As we grew up and out of the time of life when we could play together like that, the models gradually turned back into a more solitary pursuit, in the pattern that has basically continued until today–for me, at any rate. I think I am the only one who has continued the hobby. In this new, “adult” phase of the hobby, Airfix has had a lot more competition than it used to, and for a long time I came to see Airfix as somehow substandard. Compared, for instance, to the far more detailed ESCI (now Italeri) figures I first saw on my first trip to Germany in 1983, many of the old Airfix figures seemed downright primitive. I realized that Airfix models, too, were actually rather clunky and hard to put together properly, especially compared to the Japanese models I had built more and more of. As a “serious modeler,” I eventually decided that Airfix products, though certainly cheap, were mostly to be avoided.

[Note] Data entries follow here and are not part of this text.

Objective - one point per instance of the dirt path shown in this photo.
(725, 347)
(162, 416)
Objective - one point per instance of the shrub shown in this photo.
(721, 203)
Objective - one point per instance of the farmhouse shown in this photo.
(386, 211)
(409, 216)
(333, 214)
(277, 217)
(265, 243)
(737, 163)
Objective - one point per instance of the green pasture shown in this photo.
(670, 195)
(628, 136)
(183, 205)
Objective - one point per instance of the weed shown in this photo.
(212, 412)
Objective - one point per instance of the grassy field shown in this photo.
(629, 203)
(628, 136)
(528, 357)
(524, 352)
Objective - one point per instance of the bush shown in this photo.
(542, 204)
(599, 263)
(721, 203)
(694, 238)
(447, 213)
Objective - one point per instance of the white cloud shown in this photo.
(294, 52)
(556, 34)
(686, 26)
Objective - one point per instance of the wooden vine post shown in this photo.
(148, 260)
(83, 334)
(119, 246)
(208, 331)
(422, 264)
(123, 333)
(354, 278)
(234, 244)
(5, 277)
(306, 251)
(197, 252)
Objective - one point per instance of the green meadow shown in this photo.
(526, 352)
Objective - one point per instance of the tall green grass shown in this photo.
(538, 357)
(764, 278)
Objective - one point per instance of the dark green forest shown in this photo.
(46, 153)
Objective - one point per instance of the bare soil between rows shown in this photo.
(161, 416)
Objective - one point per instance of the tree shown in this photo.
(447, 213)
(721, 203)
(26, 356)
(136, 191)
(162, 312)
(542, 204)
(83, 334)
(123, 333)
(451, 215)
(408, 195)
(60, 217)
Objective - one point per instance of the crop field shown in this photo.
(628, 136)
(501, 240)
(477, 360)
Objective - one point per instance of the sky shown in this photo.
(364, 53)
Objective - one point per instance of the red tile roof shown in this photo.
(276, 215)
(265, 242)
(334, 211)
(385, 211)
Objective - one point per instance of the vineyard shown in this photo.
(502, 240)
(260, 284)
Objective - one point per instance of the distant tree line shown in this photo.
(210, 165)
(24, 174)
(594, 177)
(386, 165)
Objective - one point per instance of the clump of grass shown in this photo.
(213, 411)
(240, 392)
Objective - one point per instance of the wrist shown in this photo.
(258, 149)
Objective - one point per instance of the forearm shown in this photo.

And yet, for the last six months I have been building nothing but Airfix models, rekindling my affection for the brand. I have been delighted to see the company come out with retooled versions of older kits, as well as new kits, which are of very good quality, even if they are not always as detailed or complex as some other makes. I have built the Airfield Control Tower, two sets of the RAF Fuel Trucks, the RAF Emergency Vehicles, the Bedford QLD and QLT Trucks, a Mosquito Mk VI, and now a Beaufighter and two Spitfires, all as I have painted RAF Personnel and the new WWII British Infantry. My wife might smirk, cluck or recoil to hear me say this, but I feel love and gratitude for the stuff! Now my three-year-old boy and my six-year-old girl both enjoy working on these models with me. Airfix may turn out to be their “gateway” brand, too.